SoftBank Group Corp.'s Pepper the humanoid robot performs during a demonstration at a media briefing in Tokyo, Japan, on Thursday, May 19, 2016.
Kiyoshi Ota | Bloomberg | Getty Images
SoftBank Group Corp.'s Pepper the humanoid robot performs during a demonstration at a media briefing in Tokyo, Japan, on Thursday, May 19, 2016.

Artificial intelligence (AI) technology has the potential to boost productivity but increase wealth inequality and wipe out millions of jobs, a research report by the White House claimed on Tuesday.

An increasing number of industries are set to be impacted by automation technology over the coming years which could displace jobs, a fear that has been voiced by academics and business leaders.

Auto companies are developing driverless cars while factories could are seeing the increased use of robotics, which has the ability to eat into jobs. But many developments are at the early stage and the impact of automation technology could affect different industries are varying speeds.

"Because AI is not a single technology, but rather a collection of technologies that are applied to specific tasks, the effects of AI will be felt unevenly through the economy. Some tasks will be more easily automated than others, and some jobs will be affected more than others—both negatively and positively," the White House report said.

"Some jobs may be automated away, while for others, AI-driven automation will make many workers more productive and increase demand for certain skills. Finally, new jobs are likely to be directly created in areas such as the development and supervision of AI as well as indirectly created in a range of areas throughout the economy as higher incomes lead to expanded demand."

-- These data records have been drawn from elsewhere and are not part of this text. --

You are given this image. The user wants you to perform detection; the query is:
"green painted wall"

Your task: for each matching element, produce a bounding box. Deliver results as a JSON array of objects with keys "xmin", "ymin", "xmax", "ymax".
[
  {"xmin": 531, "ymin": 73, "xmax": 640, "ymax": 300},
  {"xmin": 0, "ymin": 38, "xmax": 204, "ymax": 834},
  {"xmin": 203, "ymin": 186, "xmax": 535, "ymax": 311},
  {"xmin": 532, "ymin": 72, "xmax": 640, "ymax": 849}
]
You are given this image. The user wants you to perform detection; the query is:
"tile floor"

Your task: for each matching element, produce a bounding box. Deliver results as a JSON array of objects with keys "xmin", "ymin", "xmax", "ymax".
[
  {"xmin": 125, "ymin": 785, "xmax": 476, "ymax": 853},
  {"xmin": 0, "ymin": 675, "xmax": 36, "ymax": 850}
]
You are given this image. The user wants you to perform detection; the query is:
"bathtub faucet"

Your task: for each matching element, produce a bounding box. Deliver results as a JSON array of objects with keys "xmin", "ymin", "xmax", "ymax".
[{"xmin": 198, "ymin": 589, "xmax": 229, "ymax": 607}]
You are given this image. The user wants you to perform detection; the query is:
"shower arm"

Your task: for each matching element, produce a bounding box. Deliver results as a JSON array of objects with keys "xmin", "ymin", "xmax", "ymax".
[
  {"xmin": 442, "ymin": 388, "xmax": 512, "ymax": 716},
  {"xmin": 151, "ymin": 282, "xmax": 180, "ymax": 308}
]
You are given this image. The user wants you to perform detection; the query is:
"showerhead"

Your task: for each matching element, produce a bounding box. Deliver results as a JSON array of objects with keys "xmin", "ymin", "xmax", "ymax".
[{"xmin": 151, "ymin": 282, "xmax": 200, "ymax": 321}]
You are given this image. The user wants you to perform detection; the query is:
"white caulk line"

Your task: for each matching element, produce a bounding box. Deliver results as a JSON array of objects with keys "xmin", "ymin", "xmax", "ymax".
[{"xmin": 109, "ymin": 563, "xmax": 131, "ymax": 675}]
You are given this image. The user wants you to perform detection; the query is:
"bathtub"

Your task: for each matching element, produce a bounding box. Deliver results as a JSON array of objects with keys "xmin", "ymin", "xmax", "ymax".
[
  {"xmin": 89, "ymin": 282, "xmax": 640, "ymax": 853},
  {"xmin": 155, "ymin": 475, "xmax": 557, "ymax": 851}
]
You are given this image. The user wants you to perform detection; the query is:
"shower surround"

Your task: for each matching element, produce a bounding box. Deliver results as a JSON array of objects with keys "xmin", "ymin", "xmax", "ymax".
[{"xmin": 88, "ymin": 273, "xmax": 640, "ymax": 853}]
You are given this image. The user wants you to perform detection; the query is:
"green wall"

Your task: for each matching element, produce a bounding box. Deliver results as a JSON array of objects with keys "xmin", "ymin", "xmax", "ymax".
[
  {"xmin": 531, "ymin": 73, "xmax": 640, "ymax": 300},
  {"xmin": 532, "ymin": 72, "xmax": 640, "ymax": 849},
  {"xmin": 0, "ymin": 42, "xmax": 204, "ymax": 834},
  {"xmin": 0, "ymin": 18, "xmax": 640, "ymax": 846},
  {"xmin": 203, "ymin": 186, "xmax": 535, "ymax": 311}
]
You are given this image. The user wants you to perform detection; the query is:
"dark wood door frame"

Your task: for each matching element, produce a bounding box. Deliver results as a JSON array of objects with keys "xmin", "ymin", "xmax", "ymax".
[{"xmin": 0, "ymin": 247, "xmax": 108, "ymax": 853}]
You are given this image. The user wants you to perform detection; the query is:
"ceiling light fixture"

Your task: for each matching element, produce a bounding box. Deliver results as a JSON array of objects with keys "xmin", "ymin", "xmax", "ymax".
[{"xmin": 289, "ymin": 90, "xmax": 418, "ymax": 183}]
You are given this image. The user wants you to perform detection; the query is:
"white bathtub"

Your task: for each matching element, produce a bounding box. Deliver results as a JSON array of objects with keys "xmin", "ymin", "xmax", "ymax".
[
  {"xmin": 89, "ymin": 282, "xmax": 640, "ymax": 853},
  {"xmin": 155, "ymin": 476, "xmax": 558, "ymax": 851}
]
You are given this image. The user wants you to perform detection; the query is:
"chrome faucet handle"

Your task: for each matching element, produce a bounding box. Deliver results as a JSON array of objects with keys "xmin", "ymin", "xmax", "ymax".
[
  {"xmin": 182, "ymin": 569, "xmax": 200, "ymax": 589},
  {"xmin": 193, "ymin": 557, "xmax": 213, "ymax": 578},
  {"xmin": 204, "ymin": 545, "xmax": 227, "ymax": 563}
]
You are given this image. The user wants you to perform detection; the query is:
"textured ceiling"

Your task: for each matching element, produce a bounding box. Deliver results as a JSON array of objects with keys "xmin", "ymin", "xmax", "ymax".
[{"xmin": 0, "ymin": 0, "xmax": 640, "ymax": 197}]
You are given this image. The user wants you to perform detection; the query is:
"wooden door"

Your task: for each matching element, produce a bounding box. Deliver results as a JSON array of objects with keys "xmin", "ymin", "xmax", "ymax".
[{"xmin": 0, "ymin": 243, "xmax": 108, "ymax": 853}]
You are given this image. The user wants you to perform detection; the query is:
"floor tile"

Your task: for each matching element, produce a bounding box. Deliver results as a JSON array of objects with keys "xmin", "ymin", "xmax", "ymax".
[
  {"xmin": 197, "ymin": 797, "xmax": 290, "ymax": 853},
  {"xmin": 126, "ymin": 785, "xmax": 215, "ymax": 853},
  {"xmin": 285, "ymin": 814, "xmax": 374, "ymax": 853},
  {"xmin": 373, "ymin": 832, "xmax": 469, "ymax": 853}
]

Researchers across the world have given varying estimates about the size of job losses. One recent estimate by Forrester suggests 6 percent of jobs could be wiped out thanks to AI in the next five years. The White House report cites a 2013 study from Oxford University suggesting 47 percent of U.S. jobs are at risk due to AI, while the Organisation for Economic Cooperation and Development (OECD), estimates only 9 percent of jobs are at risk of being completely displaced. The White House report suggests that lower-skilled and less-educated workers could feel the heat the most.

"This means that automation will continue to put downward pressure on demand for this group, putting downward pressure on wages and upward pressure on inequality. In the longer-run, there may be different or larger effects. One possibility is superstar-biased technological change, where the benefits of technology accrue to an even smaller portion of society than just highly-skilled workers," the report said.

"The winner-take-most nature of information technology markets means that only a few may come to dominate markets. If labor productivity increases do not translate into wage increases, then the large economic gains brought about by AI could accrue to a select few. Instead of broadly shared prosperity for workers and consumers, this might push towards reduced competition and increased wealth inequality."

Three policy responses were proposed by the U.S. government to help with the transition:

  • Invest in and develop AI which includes developing the technology in areas such as cyber-defense, as well as boosting education in this area
  • Educating and training Americans for the future
  • Aid workers in the transition and empower workers to ensure broadly shared growth. This can be done by modernizing the social safety net, which could include "more robust interventions" from the government, such as further strengthening the unemployment insurance system.